The Moon’s Trick, Young In Hong

Ned Carter Miles

Many things in art are matters of transposition. Figurative painting is a conversion of three dimensions into two, sculpture is in part the translation of a thing from one material to another, conceptual and performance art are about ideas manifested in matter and gesture. Through each of these transformations, some essence of the original subject remains, but information is inevitable lost and gained as a function of the media used. In the case of Young In Hong, who held her first solo exhibition, “The Moon’s Trick,” at a British public institution at the Korean Cultural Centre UK, the prominent use of embroidery in her practice brings much to her subjects as they are transformed into works of art.

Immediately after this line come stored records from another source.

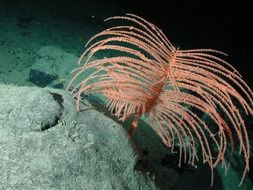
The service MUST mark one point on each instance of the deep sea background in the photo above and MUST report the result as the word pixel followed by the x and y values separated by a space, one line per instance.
pixel 28 25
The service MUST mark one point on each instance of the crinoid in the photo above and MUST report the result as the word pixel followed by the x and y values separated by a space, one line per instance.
pixel 143 74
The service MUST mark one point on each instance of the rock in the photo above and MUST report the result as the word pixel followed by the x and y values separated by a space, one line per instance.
pixel 84 150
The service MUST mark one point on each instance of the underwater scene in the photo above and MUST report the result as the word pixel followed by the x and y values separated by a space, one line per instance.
pixel 125 95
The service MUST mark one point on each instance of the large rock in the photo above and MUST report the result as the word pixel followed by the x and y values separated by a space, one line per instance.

Representative of much of the work from Hong’s ten-year career, several of the older pieces on display were based on photographs, and were particularly marked by the intensity of labor that went into their creation. Burning Love (2014), composed of viscose rayon threads and cotton, is a meticulously embroidered image in oversaturated blue, orange, yellow and red portraying the crowd from a candlelit demonstration held in Seoul in 2008, where participants are marked by thousands of dots of light. The manifestation was in response to a government decision to reverse a ban on US beef imports, and represented one of the most important democratic events in Korea’s modern history, seeing thousands take to the streets. It was notoriously underreported in mainstream media at the time, with little energy spent to document it, and so there is something poetic about the extraordinary amount of work that has gone into consolidating the moment here.